ATG16L1 in the intestinal epithelium was shown to prevent loss of Paneth cells and exaggerated cell death in animal models of experimental inflammatory bowel disease, and, interestingly, allogeneic hematopoietic stem cell transplantation. The mutant Atg16L1HM mice are more affected by graft-versus-host disease (GVHD) after allo-HSCT. Hence, ATG16L1 seems to keep the intestinal barrier by inhibiting epithelial cell death [54].

An elegant study was performed by Sadabad et al. [55]. The inflamed and non-inflamed sites of ileal mucosa from AT-G16L1-typed patients with Crohn's disease were studied, with

respect to microbiota composition at these sites. Inflamed ileal tissue of patients homozygous for the ATG16L1 protective allele showed decreased numbers of Bacteroidaceae and Enterobacteriaceae and increased Lachnospiraceae. Upon in vitro assays, the monocytes homozygous for the ATG16L1 risk allele showed impaired killing of pathogenic E.coli under inflammatory conditions. However, the ATG16L1 allele did not affect the bacterial composition in the non-inflamed ileal tissue.
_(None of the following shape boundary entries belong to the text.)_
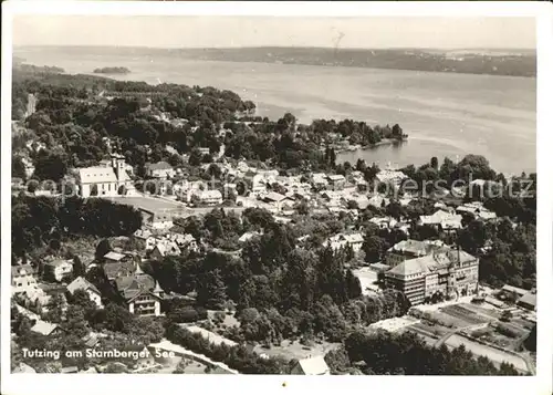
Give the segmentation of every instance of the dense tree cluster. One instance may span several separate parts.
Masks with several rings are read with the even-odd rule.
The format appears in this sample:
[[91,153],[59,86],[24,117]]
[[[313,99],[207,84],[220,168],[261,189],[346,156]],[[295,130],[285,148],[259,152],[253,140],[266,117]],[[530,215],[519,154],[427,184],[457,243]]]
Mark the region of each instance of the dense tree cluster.
[[[219,212],[206,216],[204,225],[231,233],[232,225],[223,225]],[[186,222],[192,235],[210,237],[198,219]],[[232,301],[241,321],[240,333],[229,333],[236,340],[271,344],[289,336],[323,335],[340,341],[352,325],[396,316],[409,308],[405,298],[393,292],[363,298],[357,278],[345,267],[346,250],[299,248],[298,229],[274,224],[260,209],[246,210],[242,226],[264,232],[248,240],[240,254],[210,251],[167,257],[144,269],[167,292],[196,291],[199,305],[221,309]]]
[[[146,162],[169,160],[167,145],[179,154],[194,154],[199,147],[217,153],[225,144],[225,154],[237,159],[269,162],[283,168],[323,169],[335,166],[335,159],[321,152],[323,143],[347,139],[369,146],[383,138],[406,137],[399,125],[373,128],[351,119],[296,125],[290,113],[276,122],[239,121],[248,119],[243,114],[251,113],[255,105],[231,91],[210,86],[153,86],[94,76],[21,70],[15,73],[14,112],[24,112],[28,93],[36,95],[36,113],[27,119],[28,126],[49,149],[63,149],[66,167],[97,163],[107,149],[103,137],[116,141],[115,146],[138,168],[138,174]],[[98,96],[101,92],[103,96]],[[109,101],[103,98],[112,96]],[[154,116],[161,112],[186,122],[176,126]],[[21,119],[22,115],[15,118]],[[219,125],[223,128],[218,129]]]
[[74,236],[129,236],[140,226],[139,211],[104,199],[24,195],[12,199],[11,246],[15,256],[42,246],[59,248],[61,240]]
[[200,333],[191,333],[185,328],[171,325],[167,329],[166,337],[185,349],[204,354],[213,361],[222,362],[230,368],[242,374],[286,374],[289,365],[281,358],[263,358],[249,351],[243,345],[216,345]]

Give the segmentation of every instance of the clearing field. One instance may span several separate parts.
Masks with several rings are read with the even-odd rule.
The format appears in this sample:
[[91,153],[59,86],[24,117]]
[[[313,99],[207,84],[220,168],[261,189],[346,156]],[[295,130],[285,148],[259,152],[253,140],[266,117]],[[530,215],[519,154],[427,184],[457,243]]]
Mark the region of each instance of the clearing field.
[[450,347],[458,347],[461,344],[465,345],[465,347],[469,351],[471,351],[476,355],[482,355],[487,356],[490,358],[492,362],[495,364],[501,364],[502,362],[511,363],[514,365],[514,367],[519,371],[522,372],[528,372],[526,363],[521,356],[512,355],[507,352],[487,346],[484,344],[480,344],[477,342],[473,342],[467,337],[463,337],[458,334],[451,335],[447,341],[446,344]]
[[153,197],[146,197],[146,196],[125,196],[125,197],[109,197],[105,198],[122,205],[128,205],[136,207],[138,209],[144,209],[148,211],[154,211],[154,212],[160,212],[160,211],[188,211],[189,208],[187,208],[185,205],[176,202],[176,201],[170,201],[170,200],[165,200],[160,198],[153,198]]
[[480,315],[478,312],[469,310],[460,304],[448,305],[440,310],[442,313],[455,316],[456,319],[465,321],[467,325],[477,325],[490,322],[493,319]]
[[[218,207],[187,207],[179,201],[173,201],[164,198],[155,198],[147,196],[125,196],[125,197],[105,197],[122,205],[133,206],[137,209],[143,209],[154,212],[174,212],[178,217],[205,216]],[[223,207],[226,212],[234,211],[241,215],[243,207]]]
[[288,340],[283,341],[279,346],[271,346],[271,349],[264,349],[261,345],[257,345],[253,351],[258,354],[267,354],[269,356],[282,356],[286,360],[302,360],[309,356],[325,355],[328,351],[335,350],[340,346],[340,343],[327,343],[322,344],[313,343],[310,346],[304,346],[299,341],[290,342]]
[[376,271],[369,268],[355,269],[353,274],[359,279],[361,290],[363,294],[371,294],[373,291],[378,291],[376,281],[378,280]]

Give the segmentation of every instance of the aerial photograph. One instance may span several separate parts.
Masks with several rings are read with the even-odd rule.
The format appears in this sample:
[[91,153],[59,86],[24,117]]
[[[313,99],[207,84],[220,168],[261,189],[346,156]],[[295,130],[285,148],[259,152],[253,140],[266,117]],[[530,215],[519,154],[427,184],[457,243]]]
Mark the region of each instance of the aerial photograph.
[[533,18],[12,24],[12,373],[536,375]]

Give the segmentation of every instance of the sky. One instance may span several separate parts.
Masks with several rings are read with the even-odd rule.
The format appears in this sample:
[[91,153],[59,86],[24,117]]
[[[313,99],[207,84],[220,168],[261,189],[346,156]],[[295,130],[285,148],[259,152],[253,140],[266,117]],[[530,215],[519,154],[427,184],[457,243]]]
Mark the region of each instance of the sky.
[[535,49],[532,18],[18,15],[13,44]]

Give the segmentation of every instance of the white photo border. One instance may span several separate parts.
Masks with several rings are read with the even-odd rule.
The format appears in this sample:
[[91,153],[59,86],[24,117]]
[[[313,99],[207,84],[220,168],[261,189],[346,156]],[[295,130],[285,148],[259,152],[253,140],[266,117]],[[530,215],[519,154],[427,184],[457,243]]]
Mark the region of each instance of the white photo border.
[[[2,3],[2,154],[3,169],[11,168],[11,64],[12,18],[22,14],[126,14],[126,15],[275,15],[275,17],[531,17],[536,20],[538,52],[538,374],[532,377],[445,377],[445,376],[232,376],[232,375],[60,375],[10,373],[10,262],[11,184],[1,177],[1,393],[94,394],[125,391],[155,394],[159,391],[267,393],[345,393],[367,391],[378,394],[425,392],[466,394],[492,391],[501,394],[552,393],[553,280],[553,6],[549,2],[189,2],[189,1],[8,1]],[[515,160],[515,158],[513,158]],[[217,378],[215,378],[217,377]],[[174,389],[175,388],[175,389]],[[486,389],[484,389],[486,388]]]

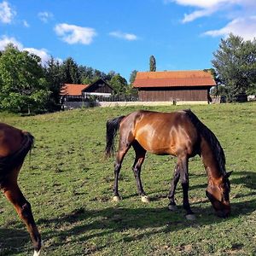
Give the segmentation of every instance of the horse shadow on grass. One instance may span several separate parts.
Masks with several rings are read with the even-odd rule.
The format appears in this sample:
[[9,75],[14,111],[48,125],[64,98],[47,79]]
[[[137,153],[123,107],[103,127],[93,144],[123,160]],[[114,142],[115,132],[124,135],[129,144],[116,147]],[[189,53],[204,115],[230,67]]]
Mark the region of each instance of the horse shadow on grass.
[[[215,216],[210,202],[203,209],[197,206],[198,203],[191,204],[197,219],[188,221],[184,217],[184,211],[178,207],[177,212],[170,212],[167,207],[160,208],[127,208],[115,206],[101,210],[88,210],[84,207],[79,208],[60,218],[49,219],[39,219],[38,224],[46,226],[65,225],[65,230],[52,229],[49,231],[43,230],[42,236],[44,241],[55,239],[54,247],[61,247],[68,241],[70,236],[75,237],[76,242],[86,243],[90,239],[99,238],[113,234],[123,234],[121,238],[115,239],[119,241],[136,241],[158,234],[159,232],[170,233],[189,227],[198,228],[226,221]],[[236,218],[241,214],[249,214],[255,210],[256,199],[232,204],[232,214],[230,218]],[[91,221],[91,218],[95,220]],[[86,224],[82,223],[86,222]],[[138,234],[129,234],[129,230],[140,230]],[[148,231],[148,229],[150,230]],[[114,235],[113,235],[114,236]],[[57,238],[56,238],[57,237]],[[96,245],[92,250],[100,252],[113,243],[112,239],[105,244]],[[87,248],[84,253],[90,253],[91,248]]]
[[24,247],[30,241],[27,231],[23,229],[0,228],[0,255],[15,255],[25,253]]

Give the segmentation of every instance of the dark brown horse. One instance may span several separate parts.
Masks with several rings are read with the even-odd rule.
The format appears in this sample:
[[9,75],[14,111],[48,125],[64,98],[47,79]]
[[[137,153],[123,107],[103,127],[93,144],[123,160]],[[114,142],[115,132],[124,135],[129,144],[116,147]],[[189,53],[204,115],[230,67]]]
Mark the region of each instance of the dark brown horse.
[[26,224],[36,256],[40,253],[41,236],[32,216],[31,205],[17,184],[19,172],[32,144],[33,137],[29,132],[0,123],[0,188]]
[[174,194],[178,180],[183,192],[183,208],[189,219],[195,218],[189,202],[189,157],[199,154],[208,177],[207,196],[212,202],[218,216],[227,217],[230,213],[230,181],[225,171],[225,156],[215,135],[190,111],[173,113],[137,111],[107,122],[106,156],[114,150],[113,142],[119,131],[119,148],[114,165],[113,200],[119,201],[118,178],[122,161],[132,146],[136,157],[133,164],[134,176],[138,194],[143,201],[148,201],[141,181],[141,167],[146,152],[155,154],[172,154],[177,157],[174,177],[169,192],[170,210],[175,210]]

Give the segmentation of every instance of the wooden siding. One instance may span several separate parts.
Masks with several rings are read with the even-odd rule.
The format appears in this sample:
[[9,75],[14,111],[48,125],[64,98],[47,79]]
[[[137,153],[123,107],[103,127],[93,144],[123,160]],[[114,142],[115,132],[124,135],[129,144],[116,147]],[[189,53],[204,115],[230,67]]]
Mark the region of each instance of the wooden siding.
[[113,93],[113,89],[110,88],[106,83],[102,80],[99,80],[94,83],[92,85],[83,90],[84,93],[86,92],[100,92],[100,93]]
[[209,90],[209,87],[140,88],[138,94],[143,102],[208,101]]

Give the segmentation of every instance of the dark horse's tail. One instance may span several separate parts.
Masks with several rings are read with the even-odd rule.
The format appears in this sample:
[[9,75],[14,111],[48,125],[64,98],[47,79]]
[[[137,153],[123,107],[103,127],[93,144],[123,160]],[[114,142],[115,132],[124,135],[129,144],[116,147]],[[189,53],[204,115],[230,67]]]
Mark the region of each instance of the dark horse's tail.
[[113,155],[114,151],[114,137],[117,134],[117,131],[119,129],[119,125],[121,120],[125,118],[124,115],[115,118],[111,120],[108,120],[106,126],[106,148],[105,155],[106,157],[110,157]]
[[10,155],[0,157],[0,188],[9,172],[22,164],[26,155],[33,146],[34,137],[29,132],[24,132],[20,148]]

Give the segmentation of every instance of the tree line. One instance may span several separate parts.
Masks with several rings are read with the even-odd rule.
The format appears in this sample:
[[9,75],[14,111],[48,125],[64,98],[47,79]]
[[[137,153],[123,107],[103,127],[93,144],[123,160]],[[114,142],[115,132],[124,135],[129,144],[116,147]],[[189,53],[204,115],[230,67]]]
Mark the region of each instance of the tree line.
[[[215,95],[234,102],[239,94],[256,95],[256,40],[244,40],[230,34],[222,38],[213,53],[211,68],[218,86]],[[154,55],[149,58],[149,71],[156,71]],[[104,79],[115,94],[136,95],[132,83],[137,71],[131,73],[129,83],[119,73],[105,73],[90,67],[78,65],[68,57],[63,61],[50,57],[43,66],[40,57],[20,51],[9,44],[0,51],[0,110],[18,113],[43,113],[59,109],[62,84],[90,84]]]
[[[136,72],[131,74],[134,80]],[[9,44],[0,51],[0,110],[16,113],[44,113],[60,108],[62,84],[89,84],[102,79],[115,94],[136,94],[131,83],[119,73],[105,73],[90,67],[78,65],[68,57],[59,61],[50,57],[42,65],[39,56],[20,51]]]

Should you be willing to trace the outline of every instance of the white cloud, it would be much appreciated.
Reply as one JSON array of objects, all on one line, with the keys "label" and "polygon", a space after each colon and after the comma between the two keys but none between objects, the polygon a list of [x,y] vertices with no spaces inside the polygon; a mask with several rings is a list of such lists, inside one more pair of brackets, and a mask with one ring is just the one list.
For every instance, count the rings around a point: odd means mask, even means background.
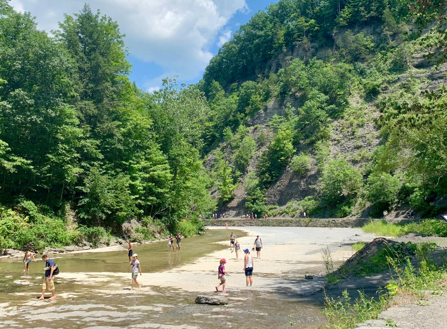
[{"label": "white cloud", "polygon": [[231,38],[231,31],[227,30],[219,37],[219,41],[217,42],[217,46],[220,47],[228,41]]},{"label": "white cloud", "polygon": [[[78,12],[85,0],[12,0],[16,10],[30,12],[39,29],[58,28],[63,14]],[[219,37],[219,46],[231,31],[222,29],[238,11],[246,11],[245,0],[90,0],[92,10],[101,10],[118,22],[132,55],[154,62],[165,72],[186,80],[198,77],[212,54],[210,47]],[[148,72],[150,74],[150,72]],[[151,86],[160,83],[160,79]]]}]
The authors suggest that the host cellular immunity seems to regulate the gut microbiota composition by genetic mechanisms.

Another study [56] has shown that the common GG variant of ATG16L1 interfered with the production of IL-1^, which was highly induced in PBMCs from patients with GG genotype by exposure to pathogenic E.coli. The authors have also observed that the T300A variant in patients with CD strongly increases the risk for complicated fistulizing disease, and significantly affects antibacterial responses in vitro. Meanwhile, any studies on the role of ATG16L1 in HSCT are absent in available literature

PD-1 gene

The PD-1 and its ligands (PD-1L) represent a system of costimulatory signal proteins that regulate activation and deactivation of T cells, modulates immune response to infectious pathogens and tissue antigens, thus mediating some autoimmune conditions [57]. PD-1 is encoded by the PDCD1 gene, being expressed on many cell types in humans. Hence, its expression may sufficiently influence both antiinfectious and antitumor response in HSCT patients.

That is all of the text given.